La extensa vida del escritor guatemalteco Luis Cardoza y Aragón (1904-1992) estuvo marcada por sus pasiones políticas, su vocación por las artes y su actividad diplomática. "El río: novelas de caballería" es el título que corona sus memorias, un conjunto lírico de evocaciones y anécdotas en las que se trasluce la melancolía por su tierra, a la vez que se advierte el entusiasmo de un espíritu cosmopolita que aspira a conocer e interrogar el arte de vanguardia.
Las reminiscencias de su ciudad natal son una muestra del tono poético que mantendrá a lo largo del libro: “Mi infancia es Antigua y sus alrededores de pueblos indígenas que visten trajes típicos; pueblecitos con variedad de frutos y bosques de maderas competentes, acurrucados en los cerros o subidos sobre los pies de los volcanes; las tías de negros pañolones, criollas que ignoraban recordar así a las abuelas; se alumbra una campana próxima; las ruinas, refugio de leyendas y ratas circulando entre las bóvedas y los muros claudicantes. Por el desgarrón de la cúpula, el cielo se veía más azul que en el día conciso a campo abierto”.
Algunas de las páginas más enfáticas y conmovedoras están dedicadas al recuerdo de Federico García Lorca, con quien tuvo una estrecha amistad y a quien admiró profundamente: “Una tarde, a mediados de 1930, nos encontramos en los muelles de La Habana, ambos partíamos pocos minutos después […]. La noche antes nuestros amigos nos despidieron con una cena inolvidable. Federico pronunció, con aire tribuno, una alocución patriótica con todos los lugares comunes acostumbrados para cada semejante en la Isla. ¡Había que oírlo!

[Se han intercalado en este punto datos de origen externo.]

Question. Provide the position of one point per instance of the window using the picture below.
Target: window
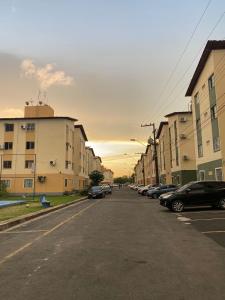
(6, 183)
(196, 97)
(219, 174)
(67, 163)
(213, 111)
(29, 164)
(216, 144)
(66, 183)
(7, 164)
(28, 183)
(200, 150)
(202, 175)
(9, 127)
(30, 145)
(30, 127)
(211, 82)
(8, 145)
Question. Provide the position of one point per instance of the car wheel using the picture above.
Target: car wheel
(177, 206)
(222, 203)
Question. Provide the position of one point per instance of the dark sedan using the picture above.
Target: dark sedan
(96, 192)
(197, 193)
(162, 189)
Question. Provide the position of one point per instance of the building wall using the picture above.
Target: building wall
(164, 156)
(182, 151)
(48, 148)
(209, 157)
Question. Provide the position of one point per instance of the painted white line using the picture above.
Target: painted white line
(212, 219)
(14, 253)
(22, 231)
(183, 219)
(215, 231)
(45, 216)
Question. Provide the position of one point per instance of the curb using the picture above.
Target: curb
(19, 220)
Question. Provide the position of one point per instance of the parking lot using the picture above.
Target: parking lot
(208, 221)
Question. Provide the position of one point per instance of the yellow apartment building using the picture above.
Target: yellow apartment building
(207, 92)
(181, 147)
(37, 152)
(164, 153)
(80, 158)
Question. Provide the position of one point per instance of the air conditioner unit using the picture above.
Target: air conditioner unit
(183, 119)
(52, 163)
(182, 136)
(24, 127)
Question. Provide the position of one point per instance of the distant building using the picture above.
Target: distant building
(181, 147)
(108, 175)
(207, 90)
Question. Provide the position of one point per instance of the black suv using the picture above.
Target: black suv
(197, 193)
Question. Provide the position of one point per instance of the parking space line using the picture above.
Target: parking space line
(211, 219)
(17, 251)
(215, 231)
(23, 231)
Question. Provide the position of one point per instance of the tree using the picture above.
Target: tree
(96, 177)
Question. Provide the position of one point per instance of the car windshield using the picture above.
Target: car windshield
(96, 188)
(184, 187)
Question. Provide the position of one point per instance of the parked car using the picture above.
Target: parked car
(162, 189)
(197, 193)
(96, 192)
(143, 190)
(107, 188)
(138, 186)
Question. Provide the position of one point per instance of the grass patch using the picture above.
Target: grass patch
(31, 206)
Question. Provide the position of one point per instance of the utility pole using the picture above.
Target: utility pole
(155, 150)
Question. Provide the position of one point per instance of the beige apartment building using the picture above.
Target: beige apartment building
(181, 147)
(43, 153)
(207, 92)
(164, 156)
(80, 158)
(148, 162)
(33, 157)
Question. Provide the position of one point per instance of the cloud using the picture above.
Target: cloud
(11, 113)
(46, 76)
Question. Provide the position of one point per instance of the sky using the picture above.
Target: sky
(104, 62)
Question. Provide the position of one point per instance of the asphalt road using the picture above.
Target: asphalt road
(122, 247)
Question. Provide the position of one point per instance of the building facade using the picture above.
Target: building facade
(181, 147)
(164, 155)
(207, 93)
(44, 154)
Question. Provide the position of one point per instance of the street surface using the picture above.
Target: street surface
(122, 247)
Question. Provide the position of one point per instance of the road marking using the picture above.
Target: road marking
(23, 231)
(14, 253)
(212, 219)
(183, 219)
(215, 231)
(44, 216)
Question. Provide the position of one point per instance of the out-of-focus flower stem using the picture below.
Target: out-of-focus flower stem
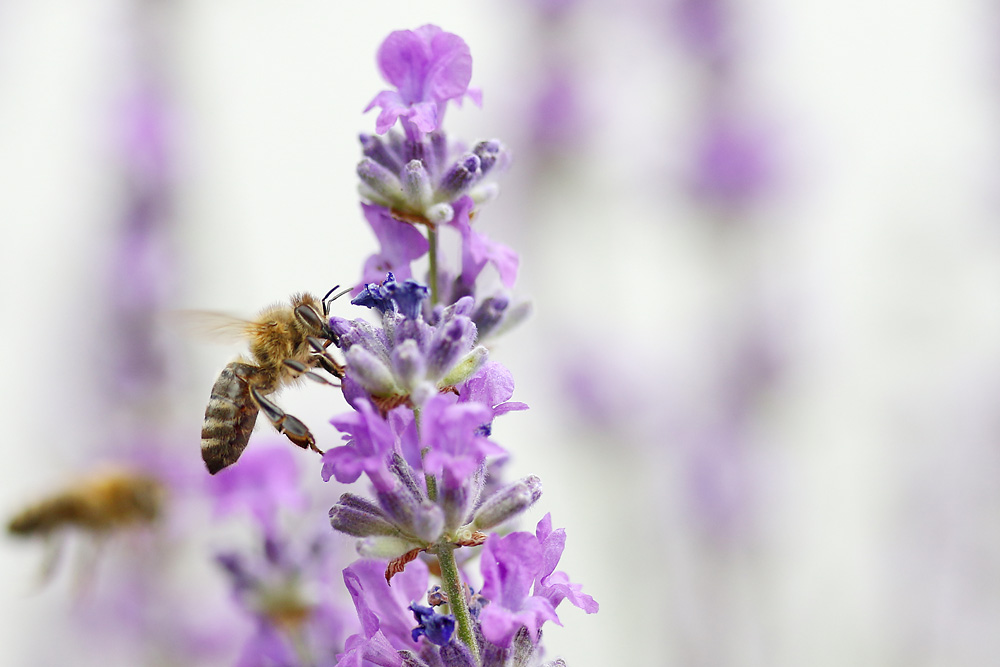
(432, 269)
(456, 596)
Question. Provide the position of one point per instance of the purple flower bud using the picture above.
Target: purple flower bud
(417, 183)
(508, 502)
(466, 367)
(383, 185)
(459, 177)
(456, 502)
(489, 313)
(408, 364)
(488, 152)
(370, 372)
(457, 654)
(438, 628)
(451, 342)
(438, 152)
(359, 517)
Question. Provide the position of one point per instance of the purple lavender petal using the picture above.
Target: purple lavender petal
(478, 250)
(509, 566)
(400, 243)
(371, 440)
(265, 480)
(428, 67)
(556, 586)
(449, 433)
(388, 605)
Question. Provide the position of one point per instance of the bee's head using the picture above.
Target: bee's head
(312, 316)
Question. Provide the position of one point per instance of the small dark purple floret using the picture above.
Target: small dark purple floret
(438, 628)
(408, 296)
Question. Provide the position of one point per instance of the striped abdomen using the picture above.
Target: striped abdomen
(229, 417)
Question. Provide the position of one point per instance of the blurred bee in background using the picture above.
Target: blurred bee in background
(286, 341)
(102, 503)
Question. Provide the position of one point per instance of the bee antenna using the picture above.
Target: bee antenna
(327, 299)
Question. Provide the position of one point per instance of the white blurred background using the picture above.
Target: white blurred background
(766, 413)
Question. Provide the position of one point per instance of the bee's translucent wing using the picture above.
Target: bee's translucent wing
(213, 326)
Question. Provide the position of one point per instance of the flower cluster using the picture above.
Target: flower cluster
(424, 394)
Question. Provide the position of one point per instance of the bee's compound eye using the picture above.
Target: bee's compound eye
(310, 317)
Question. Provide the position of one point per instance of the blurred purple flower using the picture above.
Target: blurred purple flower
(370, 440)
(428, 67)
(511, 565)
(556, 115)
(478, 250)
(732, 162)
(705, 27)
(265, 480)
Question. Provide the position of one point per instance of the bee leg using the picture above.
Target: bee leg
(302, 369)
(292, 427)
(324, 358)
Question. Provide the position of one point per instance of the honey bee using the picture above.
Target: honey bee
(99, 504)
(286, 341)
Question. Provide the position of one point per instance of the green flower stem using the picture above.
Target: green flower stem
(456, 596)
(432, 269)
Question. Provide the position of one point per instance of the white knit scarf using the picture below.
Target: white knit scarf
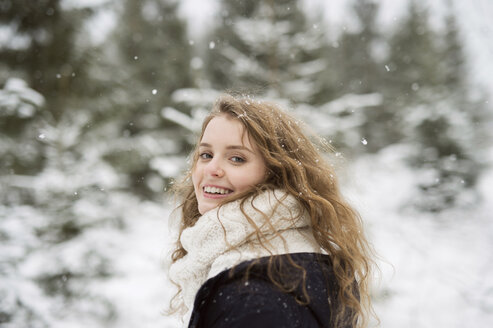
(223, 237)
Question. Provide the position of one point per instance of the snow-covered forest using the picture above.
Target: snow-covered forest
(100, 102)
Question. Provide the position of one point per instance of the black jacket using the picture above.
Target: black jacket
(245, 296)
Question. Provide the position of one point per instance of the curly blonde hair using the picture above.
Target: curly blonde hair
(295, 164)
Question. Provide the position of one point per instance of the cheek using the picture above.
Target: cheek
(195, 178)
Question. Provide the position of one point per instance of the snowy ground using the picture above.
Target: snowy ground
(436, 271)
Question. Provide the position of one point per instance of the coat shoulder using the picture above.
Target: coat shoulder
(291, 290)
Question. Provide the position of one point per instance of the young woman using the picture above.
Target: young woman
(266, 239)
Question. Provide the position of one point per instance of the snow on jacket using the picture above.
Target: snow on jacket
(230, 299)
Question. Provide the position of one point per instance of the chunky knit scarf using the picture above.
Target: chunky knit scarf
(224, 237)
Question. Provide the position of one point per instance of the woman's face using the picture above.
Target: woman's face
(227, 164)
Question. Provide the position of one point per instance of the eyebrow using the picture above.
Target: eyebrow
(239, 147)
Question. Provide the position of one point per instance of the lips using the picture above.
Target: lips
(216, 190)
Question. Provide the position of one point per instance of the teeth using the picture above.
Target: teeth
(214, 190)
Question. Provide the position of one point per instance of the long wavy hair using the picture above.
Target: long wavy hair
(295, 164)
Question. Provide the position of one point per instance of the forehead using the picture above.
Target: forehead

Nos abrazamos en el puerto, y no lo volví a ver más”.
Aunque viajó por diferentes países de América y Europa, la mayor parte de su vida adulta transcurrió en México, donde tuvo oportunidad de reencontrarse con Antonin Artaud, a quien había conocido en París, y describió su fascinación recalcitrante por las civilizaciones indígenas: “Los ritos de la Sierra Tarahumara corresponden a su lugar y a su tiempo, como creaciones de culturas con las cuales Artaud, ajeno a ellas, se enajenaba aún más de su propia cultura, y enloquecido, aullando, se quedó en el aire de la noche, y no pudo volver porque no había partido; tampoco podía quedarse a vivir con los tarahumaras en su lugar y en su tiempo, con sus mitos y rituales, ni con los tarahumaras ni con los franceses”.
Los primeros amigos que lo acogieron fueron Alfonso Reyes, Jorge Cuesta, Samuel Ramos, Agustín Lazo y Carlos Pellicer, aunque afirma que también conoció, de manera distante, a Jaime Torres Bodet y José Gorostiza. Su estima por Reyes queda patente cuando lo describe como un individuo “culto por todas partes, como una porcelana”, y, además, con una anécdota que involucra a un connotado poeta chileno: “Algunas veces, Huidobro se sentó a la mesa de Reyes, en Le Jockey. Lo recuerdo elegante, como sudamericano pudiente y señorito de la época. ¿En qué no fue antípoda de Neruda? En la bolsa del saco, sobre el pañuelo blanquísimo, una hilera de habanos. […] Entra un hombre tambaleándose y Huidobro dice a Reyes: ‘Ése es chileno’. ¿Cómo lo sabe usted?’, pregunta Reyes. ‘Todos los chilenos caminamos así para no mojarnos los pies en el mar’”.
Abundantes en anécdotas, homenajes y algunas controversias, las memorias de Cardoza y Aragón arrojan, sin proponérselo, una renovada luz sobre una época de hombres de arte y de acción, aunque como bien lo aclara su propio autor, “lo espantoso en lo evocado es que lo acontecido solamente es probable”.